A recent editorial in the Fort Worth Star-Telegram has us asking again, WHAT? We were reading along, agreeing and wondered, what's the catch?
While we agree with some of the content and are glad the paper realizes there are more neighborhoods than just downtown, we noticed this was the second article without a mention of their beloved Trinity River Vision. The article says if Fort Worth can't fix its mangled budget, it should stick to the basics. You know, those things your tax money is supposed to pay for - infrastructure, police, fire...
And then, there it was, the picture for the article shows the failed, costly streetcar that the Trinity River Vision had brought to Fort Worth and put on display like a pig at the county fair. We have to ask, is it really a basic?
Or is this just another commercial?
The meaning of quality of life in Fort Worth depends on where you live.
Unfortunately, we still have areas in Fort Worth where even the essentials are lacking. A good quality of life in these neighborhoods would mean curbs, sidewalks and access to a grocery store that doesn't take two bus transfers and three hours to reach.
The city is faced once again with a massive budget shortfall in the fiscal 2013 budget, in the neighborhood of $45 million. That is about twice the size of the hole the council had to fill last year. Closing that $23.1 million gap required $5.8 million in cuts and money transfers from the enterprise and capital budget funds.

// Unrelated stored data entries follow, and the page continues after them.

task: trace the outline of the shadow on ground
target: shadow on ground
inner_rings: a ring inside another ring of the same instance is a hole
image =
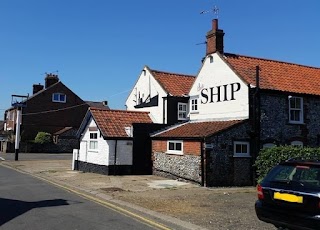
[[[34,208],[55,207],[69,205],[66,200],[41,200],[35,202],[27,202],[21,200],[12,200],[0,198],[0,226],[6,222],[28,212]]]

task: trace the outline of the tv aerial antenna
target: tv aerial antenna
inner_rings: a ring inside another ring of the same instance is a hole
[[[216,16],[216,18],[218,19],[219,18],[219,8],[218,8],[218,6],[215,5],[210,10],[203,10],[203,11],[200,12],[200,14],[207,14],[207,13],[213,13]]]

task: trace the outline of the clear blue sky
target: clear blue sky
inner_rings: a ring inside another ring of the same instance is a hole
[[[214,5],[226,52],[320,67],[319,0],[1,0],[0,120],[45,72],[113,109],[145,65],[196,74]]]

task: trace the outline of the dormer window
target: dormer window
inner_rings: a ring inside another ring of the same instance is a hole
[[[52,94],[52,101],[53,102],[66,103],[67,95],[65,95],[64,93],[53,93]]]
[[[187,119],[187,103],[178,103],[178,120]]]

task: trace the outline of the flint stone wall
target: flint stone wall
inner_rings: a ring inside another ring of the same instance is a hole
[[[201,183],[201,158],[193,155],[154,153],[153,174]]]

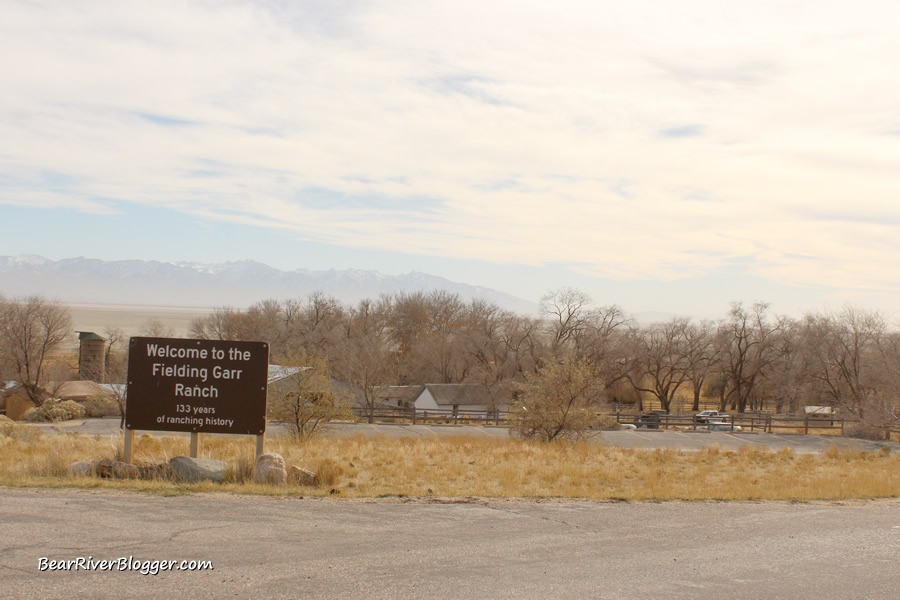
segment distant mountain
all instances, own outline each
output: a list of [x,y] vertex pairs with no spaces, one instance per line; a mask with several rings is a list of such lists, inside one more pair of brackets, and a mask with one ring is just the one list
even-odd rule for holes
[[0,293],[41,294],[70,303],[246,307],[268,298],[282,300],[321,291],[354,304],[381,294],[435,290],[458,294],[464,301],[486,300],[519,313],[537,311],[537,304],[510,294],[415,271],[384,275],[356,269],[281,271],[252,260],[201,264],[0,256]]

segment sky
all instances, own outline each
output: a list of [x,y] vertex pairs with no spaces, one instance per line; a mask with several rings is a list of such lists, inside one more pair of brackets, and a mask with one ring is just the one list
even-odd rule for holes
[[896,2],[0,11],[0,255],[900,317]]

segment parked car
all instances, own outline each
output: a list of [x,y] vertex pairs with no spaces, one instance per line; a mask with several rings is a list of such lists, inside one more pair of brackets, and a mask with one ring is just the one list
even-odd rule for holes
[[712,422],[707,427],[710,431],[741,431],[740,425],[733,425],[725,421]]
[[[696,415],[694,415],[695,423],[712,423],[715,421],[719,421],[721,417],[726,415],[720,415],[717,410],[701,410]],[[719,421],[722,422],[722,421]]]
[[638,429],[659,429],[660,418],[656,413],[641,413],[634,418],[634,426]]

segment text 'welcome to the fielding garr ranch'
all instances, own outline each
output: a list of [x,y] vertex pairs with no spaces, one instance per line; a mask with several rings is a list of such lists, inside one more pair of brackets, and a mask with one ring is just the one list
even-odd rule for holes
[[[206,348],[183,348],[179,346],[147,344],[147,356],[150,358],[173,358],[186,360],[229,360],[229,361],[249,361],[250,351],[240,350],[238,348],[228,348],[227,350],[218,349],[213,346]],[[198,379],[201,383],[207,383],[210,375],[213,380],[236,380],[241,378],[243,369],[224,368],[220,365],[214,365],[212,369],[208,367],[198,367],[190,363],[169,364],[165,362],[151,363],[151,374],[154,377],[173,377],[178,379]],[[186,385],[184,383],[175,384],[175,395],[183,398],[218,398],[219,389],[212,384],[209,385]]]

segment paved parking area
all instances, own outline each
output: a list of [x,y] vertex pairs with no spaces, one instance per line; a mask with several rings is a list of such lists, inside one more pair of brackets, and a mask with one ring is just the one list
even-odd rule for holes
[[[61,425],[40,425],[47,433],[72,432],[85,435],[116,436],[119,432],[119,419],[84,419],[71,421]],[[169,432],[138,432],[151,435],[183,435]],[[287,429],[278,423],[269,423],[267,435],[278,437],[287,435]],[[346,423],[330,426],[328,435],[336,437],[387,436],[397,438],[426,438],[436,436],[479,436],[505,439],[509,437],[506,427],[481,425],[405,425],[405,424],[368,424]],[[900,452],[900,444],[896,442],[875,442],[836,435],[801,435],[785,433],[731,433],[727,431],[674,431],[639,429],[637,431],[598,431],[592,437],[594,443],[609,444],[622,448],[640,448],[654,450],[657,448],[677,448],[697,450],[706,446],[721,446],[737,449],[742,446],[765,446],[773,450],[792,448],[798,453],[822,452],[837,446],[840,449],[858,449],[878,451],[889,448],[891,452]]]
[[[888,599],[898,509],[0,488],[0,598]],[[214,568],[41,571],[42,557]]]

This just may be the new normal, folks. Wishing for the good ol' days of sizable increases in property and sales tax revenues is not a sustainable solution.
Sure, it would be great if urban villages were blossoming like springtime irises, with wide tree-lined boulevards sporting sidewalk cafes, free Wi-Fi and a streetcar to whisk patrons hither and yon. It would be great if every council district had a family aquatic center and a modern library and a dog park.
But it'd also be great if local government would focus on making sure the essentials -- safe neighborhoods, drivable streets, functioning waste and storm water systems -- were part of everyone's quality of life.